Football
Associated Press 8y

French football HQ raided in ex-FIFA president Sepp Blatter case

BERN, Switzerland -- Swiss authorities say evidence has been seized in a search at the French football federation headquarters for their criminal case against former FIFA president Sepp Blatter.

The office of Switzerland's attorney general says the governing body for French football consented to the search carried out Tuesday with the cooperation of the French Financial Prosecution Office.

Criminal proceedings were opened against Blatter in September for suspected financial mismanagement regarding a 2 million Swiss franc (£1.35 million) payment he approved from FIFA funds for Michel Platini in 2011.

"Documents were seized in connection with the suspected payment," the Swiss federal prosecution office said in a statement, which detailed a formal request for help from French authorities on Jan. 14.

Blatter and Platini were both banned from football for six years after an investigation by FIFA's ethics committee.

The two both welcomed the investigation and issued separate statements on Wednesday. 

"We welcome this new step because as soon as the Swiss justice system has completed its investigation, the sooner Michel Platini will leave the news section [of newspapers] in which he has no place," Platini's statement said.

Blatter, who turns 80 on Thursday, denied any wrongdoing.

"I'm very surprised at this for the very simple reason that the two million Swiss francs that FIFA paid to Michel Platini as part of an oral contract that existed between Michel Platini and I were neither transferred to the FFF or to UEFA but to a private account of Michel Platini's in a Swiss bank," he said in a statement.

Both men claimed they had a verbal deal for additional salary that Platini would receive for working as Blatter's presidential adviser from 1999 to 2002.

The French federation confirmed that it had cooperated with Swiss authorities and added that the information made available concerned "documents related to collaborative arrangements between Michel Platini and FIFA during the period of 1998 and 2002."

Before the payment was revealed in September, Platini had been the leading candidate to succeed Blatter as president in FIFA's emergency election on Feb. 26

The payment emerged during a wider investigation led by Switzerland's attorney general, Michael Lauber, of FIFA business. The investigation includes suspected money laundering in the 2018 and 2022 World Cup bidding contests.

Platini's status in the Swiss investigation is "between a witness and an accused person,'' Lauber has said.

The case against Blatter also involves alleged misappropriation of FIFA funds during his more than 17 years as FIFA president, which formally ended two weeks ago. Blatter allegedly arranged an undervalued deal for 2010 and 2014 World Cup broadcast rights for the Caribbean with former FIFA vice president Jack Warner.

Platini had previously said he asked Blatter for a salary of 1 million Swiss francs when approached in 1998 to work for the newly elected president.

Blatter said there was a contract for 300,000 Swiss francs, the same salary for FIFA's secretary general at the time, plus a "gentleman's agreement" to get the rest later.

Swiss law obliged FIFA only to pay the deferred money within five years. It was not until 2010 that Platini, by then president of the governing body for European football and a FIFA vice president, reportedly asked for the balance, and was paid in February 2011.

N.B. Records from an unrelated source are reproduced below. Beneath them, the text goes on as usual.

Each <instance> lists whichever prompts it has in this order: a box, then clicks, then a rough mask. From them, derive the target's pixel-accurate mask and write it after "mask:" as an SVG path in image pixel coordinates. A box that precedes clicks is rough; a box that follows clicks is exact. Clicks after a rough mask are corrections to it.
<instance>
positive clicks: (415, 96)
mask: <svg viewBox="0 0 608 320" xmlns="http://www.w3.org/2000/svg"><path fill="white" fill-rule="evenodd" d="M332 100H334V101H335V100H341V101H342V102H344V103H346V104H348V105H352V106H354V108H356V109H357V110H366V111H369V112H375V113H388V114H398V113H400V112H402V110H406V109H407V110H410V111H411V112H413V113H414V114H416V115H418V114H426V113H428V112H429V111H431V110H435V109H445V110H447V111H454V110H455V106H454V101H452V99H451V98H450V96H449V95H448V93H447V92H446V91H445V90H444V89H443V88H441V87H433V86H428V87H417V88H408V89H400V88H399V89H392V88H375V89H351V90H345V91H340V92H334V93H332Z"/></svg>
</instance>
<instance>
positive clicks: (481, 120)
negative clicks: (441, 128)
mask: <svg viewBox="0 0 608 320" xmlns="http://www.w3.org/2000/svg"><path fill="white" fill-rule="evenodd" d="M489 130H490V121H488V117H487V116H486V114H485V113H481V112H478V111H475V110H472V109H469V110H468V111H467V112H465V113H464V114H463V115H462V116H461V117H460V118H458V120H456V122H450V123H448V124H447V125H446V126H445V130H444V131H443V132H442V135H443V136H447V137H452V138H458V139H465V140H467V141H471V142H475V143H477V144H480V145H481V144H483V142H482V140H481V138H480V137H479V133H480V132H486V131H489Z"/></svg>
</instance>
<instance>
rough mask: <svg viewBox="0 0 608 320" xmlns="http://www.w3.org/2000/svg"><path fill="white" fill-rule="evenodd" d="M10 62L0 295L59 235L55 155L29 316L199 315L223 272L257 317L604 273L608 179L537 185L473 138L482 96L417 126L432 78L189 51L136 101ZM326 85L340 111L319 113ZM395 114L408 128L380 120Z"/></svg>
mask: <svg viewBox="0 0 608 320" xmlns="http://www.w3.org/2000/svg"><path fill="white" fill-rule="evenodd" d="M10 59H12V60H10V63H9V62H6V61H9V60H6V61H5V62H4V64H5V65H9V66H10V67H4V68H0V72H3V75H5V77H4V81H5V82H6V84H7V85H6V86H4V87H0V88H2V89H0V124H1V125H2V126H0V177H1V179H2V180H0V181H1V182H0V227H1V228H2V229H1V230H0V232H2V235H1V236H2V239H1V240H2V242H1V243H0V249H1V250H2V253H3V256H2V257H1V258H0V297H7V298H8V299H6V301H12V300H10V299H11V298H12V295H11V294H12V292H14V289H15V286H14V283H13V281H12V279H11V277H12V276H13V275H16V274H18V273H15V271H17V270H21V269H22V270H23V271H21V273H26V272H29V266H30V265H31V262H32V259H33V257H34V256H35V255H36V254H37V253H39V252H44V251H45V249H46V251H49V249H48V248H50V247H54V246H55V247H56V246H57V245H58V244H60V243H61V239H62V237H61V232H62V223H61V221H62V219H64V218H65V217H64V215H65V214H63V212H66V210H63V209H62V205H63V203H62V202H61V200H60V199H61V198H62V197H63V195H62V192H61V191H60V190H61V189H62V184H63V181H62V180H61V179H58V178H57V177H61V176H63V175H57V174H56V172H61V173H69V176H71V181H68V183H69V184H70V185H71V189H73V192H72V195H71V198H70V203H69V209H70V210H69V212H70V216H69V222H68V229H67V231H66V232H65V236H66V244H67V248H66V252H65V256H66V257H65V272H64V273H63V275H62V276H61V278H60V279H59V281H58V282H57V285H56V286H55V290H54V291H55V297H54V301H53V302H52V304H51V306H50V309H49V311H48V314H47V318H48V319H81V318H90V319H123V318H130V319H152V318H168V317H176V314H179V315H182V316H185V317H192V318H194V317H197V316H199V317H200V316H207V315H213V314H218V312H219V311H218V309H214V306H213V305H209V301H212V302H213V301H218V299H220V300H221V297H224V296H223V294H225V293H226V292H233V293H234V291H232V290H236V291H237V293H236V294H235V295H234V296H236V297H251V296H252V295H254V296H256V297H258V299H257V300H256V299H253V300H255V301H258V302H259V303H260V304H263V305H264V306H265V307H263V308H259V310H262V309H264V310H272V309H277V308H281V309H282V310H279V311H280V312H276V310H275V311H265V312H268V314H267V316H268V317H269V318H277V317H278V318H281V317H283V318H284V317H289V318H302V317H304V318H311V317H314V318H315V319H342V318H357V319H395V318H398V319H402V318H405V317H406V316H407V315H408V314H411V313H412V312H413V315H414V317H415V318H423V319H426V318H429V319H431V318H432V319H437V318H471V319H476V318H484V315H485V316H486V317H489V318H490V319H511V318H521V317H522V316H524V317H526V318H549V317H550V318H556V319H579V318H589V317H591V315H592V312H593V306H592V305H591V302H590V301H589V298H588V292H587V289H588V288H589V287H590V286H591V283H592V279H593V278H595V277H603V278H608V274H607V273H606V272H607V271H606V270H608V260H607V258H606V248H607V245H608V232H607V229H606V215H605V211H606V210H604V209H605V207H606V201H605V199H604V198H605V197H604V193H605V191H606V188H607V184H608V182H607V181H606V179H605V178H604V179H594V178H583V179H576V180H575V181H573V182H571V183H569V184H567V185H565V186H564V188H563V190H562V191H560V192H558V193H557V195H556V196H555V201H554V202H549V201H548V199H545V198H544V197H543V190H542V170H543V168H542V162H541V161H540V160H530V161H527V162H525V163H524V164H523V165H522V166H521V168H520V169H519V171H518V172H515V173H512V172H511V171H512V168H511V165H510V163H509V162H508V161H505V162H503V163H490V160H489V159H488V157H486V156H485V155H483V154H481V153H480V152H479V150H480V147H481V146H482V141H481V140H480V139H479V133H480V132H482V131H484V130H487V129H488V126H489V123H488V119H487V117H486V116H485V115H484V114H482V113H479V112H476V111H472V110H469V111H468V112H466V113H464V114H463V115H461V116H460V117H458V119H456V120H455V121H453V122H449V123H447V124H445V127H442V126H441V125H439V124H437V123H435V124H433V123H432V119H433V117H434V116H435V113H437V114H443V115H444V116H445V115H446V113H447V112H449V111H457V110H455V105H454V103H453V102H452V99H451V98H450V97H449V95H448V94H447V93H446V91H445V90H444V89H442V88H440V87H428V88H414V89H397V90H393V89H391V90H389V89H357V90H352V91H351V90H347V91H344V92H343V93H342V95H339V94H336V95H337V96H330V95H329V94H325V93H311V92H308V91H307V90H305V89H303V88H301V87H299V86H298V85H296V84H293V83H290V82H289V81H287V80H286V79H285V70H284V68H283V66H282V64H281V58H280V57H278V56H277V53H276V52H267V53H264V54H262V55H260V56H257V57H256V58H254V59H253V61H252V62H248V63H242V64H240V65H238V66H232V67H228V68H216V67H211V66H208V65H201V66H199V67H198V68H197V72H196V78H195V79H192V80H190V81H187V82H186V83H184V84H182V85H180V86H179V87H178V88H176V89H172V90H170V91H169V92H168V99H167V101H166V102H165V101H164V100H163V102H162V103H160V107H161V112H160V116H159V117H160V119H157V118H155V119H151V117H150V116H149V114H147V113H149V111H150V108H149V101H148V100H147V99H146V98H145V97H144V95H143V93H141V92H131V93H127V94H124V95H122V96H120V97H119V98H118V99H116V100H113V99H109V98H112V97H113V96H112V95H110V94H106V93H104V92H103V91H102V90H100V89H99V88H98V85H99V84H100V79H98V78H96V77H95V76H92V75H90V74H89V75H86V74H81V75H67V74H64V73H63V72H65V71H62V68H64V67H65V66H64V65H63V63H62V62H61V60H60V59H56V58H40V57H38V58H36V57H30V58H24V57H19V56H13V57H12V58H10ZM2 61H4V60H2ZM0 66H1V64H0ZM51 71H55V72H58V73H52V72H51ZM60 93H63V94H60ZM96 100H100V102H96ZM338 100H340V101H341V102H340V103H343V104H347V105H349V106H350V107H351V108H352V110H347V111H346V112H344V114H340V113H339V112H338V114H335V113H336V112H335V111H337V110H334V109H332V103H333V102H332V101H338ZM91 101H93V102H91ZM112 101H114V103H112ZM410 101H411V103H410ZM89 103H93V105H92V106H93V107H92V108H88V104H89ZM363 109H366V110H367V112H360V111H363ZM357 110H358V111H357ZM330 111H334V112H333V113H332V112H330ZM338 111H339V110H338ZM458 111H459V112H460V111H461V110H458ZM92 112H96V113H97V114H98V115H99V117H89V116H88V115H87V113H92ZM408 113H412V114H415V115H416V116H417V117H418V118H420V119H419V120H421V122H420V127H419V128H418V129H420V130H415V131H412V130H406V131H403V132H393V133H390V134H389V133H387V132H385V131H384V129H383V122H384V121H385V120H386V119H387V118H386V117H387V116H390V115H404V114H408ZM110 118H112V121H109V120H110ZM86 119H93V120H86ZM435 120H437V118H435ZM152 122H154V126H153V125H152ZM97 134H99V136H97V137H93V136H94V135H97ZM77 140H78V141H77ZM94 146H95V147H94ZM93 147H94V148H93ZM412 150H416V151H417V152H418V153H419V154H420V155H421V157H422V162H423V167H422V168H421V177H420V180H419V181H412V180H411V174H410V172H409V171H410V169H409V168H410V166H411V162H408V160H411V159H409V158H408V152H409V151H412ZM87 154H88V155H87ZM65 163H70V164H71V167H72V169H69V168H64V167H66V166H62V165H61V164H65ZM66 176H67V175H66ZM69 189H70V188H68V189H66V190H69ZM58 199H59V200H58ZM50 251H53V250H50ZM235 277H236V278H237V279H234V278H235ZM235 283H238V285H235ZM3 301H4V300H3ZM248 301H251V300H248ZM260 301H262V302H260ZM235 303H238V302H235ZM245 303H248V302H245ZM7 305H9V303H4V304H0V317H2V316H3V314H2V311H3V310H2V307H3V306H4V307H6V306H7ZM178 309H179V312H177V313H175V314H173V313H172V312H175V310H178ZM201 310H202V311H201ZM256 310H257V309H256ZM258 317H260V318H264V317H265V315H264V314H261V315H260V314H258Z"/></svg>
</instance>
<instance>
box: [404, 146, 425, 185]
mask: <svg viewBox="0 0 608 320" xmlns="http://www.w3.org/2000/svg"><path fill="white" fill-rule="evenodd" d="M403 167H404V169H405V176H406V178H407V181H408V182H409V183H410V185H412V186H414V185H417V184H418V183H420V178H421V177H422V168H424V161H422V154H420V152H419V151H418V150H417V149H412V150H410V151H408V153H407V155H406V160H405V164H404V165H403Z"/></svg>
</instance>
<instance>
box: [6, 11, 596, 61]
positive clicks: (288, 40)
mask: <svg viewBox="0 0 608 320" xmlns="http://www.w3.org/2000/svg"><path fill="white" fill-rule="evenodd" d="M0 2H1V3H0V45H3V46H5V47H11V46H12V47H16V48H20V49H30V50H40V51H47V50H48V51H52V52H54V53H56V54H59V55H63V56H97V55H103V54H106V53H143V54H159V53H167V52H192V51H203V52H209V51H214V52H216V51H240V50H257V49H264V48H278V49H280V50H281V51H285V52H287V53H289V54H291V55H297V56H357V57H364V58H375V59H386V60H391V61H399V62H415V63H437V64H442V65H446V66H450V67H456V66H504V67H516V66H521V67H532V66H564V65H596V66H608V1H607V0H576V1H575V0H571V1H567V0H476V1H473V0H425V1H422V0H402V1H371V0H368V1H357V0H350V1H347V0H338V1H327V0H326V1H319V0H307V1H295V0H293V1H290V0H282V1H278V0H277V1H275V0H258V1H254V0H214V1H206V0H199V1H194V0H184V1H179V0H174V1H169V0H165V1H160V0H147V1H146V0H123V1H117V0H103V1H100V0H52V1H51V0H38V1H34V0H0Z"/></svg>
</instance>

That timing has raised suspicion as the payment came during a FIFA presidential election campaign. UEFA later urged its members to support Blatter -- who promised them it would be his final term -- against Mohamed bin Hammam of Qatar.

Blatter won that 2011 election unopposed after Bin Hammam was implicated in bribing Caribbean voters. At that point, Platini was the likely successor to lead FIFA.

Instead, Platini's longtime right-hand man at UEFA, general secretary Gianni Infantino, won the FIFA presidential election last month.

Information from ESPN FC's Mark Rodden and The Associated Press was used in this report.